Kawashima: Add hot water to it and it becomes a perfect tsuyu for soba – it’s a brilliant idea. It would also be good for sick patients. It tastes so good.

Tatsumi: Here’s another that I’d like you to taste. Take a teaspoon full of it in a cup and add hot water.

Kawashima:
Mmm, I can feel every sip of it heats my body from deep down. What is it?

Tatsumi: It’s leek soup. It also contains chicken soup and a bit of ginger.

Kawashima: Not onion, but Japanese leek?

Tatsumi: Yes, Japanese leek. You make it just like how you make onion gratin, by stir-frying leeks thoroughly.

Kawashima: This is really good. This would be good to prevent your body from catching a cold.

Tatsumi: From around November every year, I eat this and bread for breakfast. It somehow prevents me from getting the flu.

An experiment that Professor Hayashi Toshimitsu studying herbal medicine at the University of Toyama conducted proved that mice fed Japanese leek were less prone to influenza. After reading a newspaper article about it, I took this soup stock and visited him in Toyama, and told him that this is what I make and drink. He said, “I’ve known about it academically, but I suppose this is how studies really play a role in people’s lives,” and was very pleased about it.

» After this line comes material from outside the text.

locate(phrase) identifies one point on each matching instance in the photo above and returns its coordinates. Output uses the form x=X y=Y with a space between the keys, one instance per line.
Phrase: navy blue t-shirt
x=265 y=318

Kawashima: I’ll go home and try making it myself.]

Tatsumi: I found out that this Japanese leek soup tastes different depending on the leeks you use. The one I think that works best is the Shonai Red Leek produced in Yamagata.

Kawashima: How is that one different from other leeks?

Tatsumi: Its taste is very dense. I think the red color has some effect. It’s a little bit bitter, which is what’s also good about it.

Kawashima: Buy it from the producers and it supports the local community as well, right?

Tatsumi:
Japan’s food self-sufficiency rate today is below 40%. If more people were able to understand real food and use it wisely, it would offer some support to the hard-working producers. I also think that it would ultimately be a power in solving the nation’s food issues.

Translated from “Shoku to Inochi – hito ga hito to narutameni,” Bungeishunju, November 2011, pp. 357-363. (Courtesy of Bungeishunju Ltd.)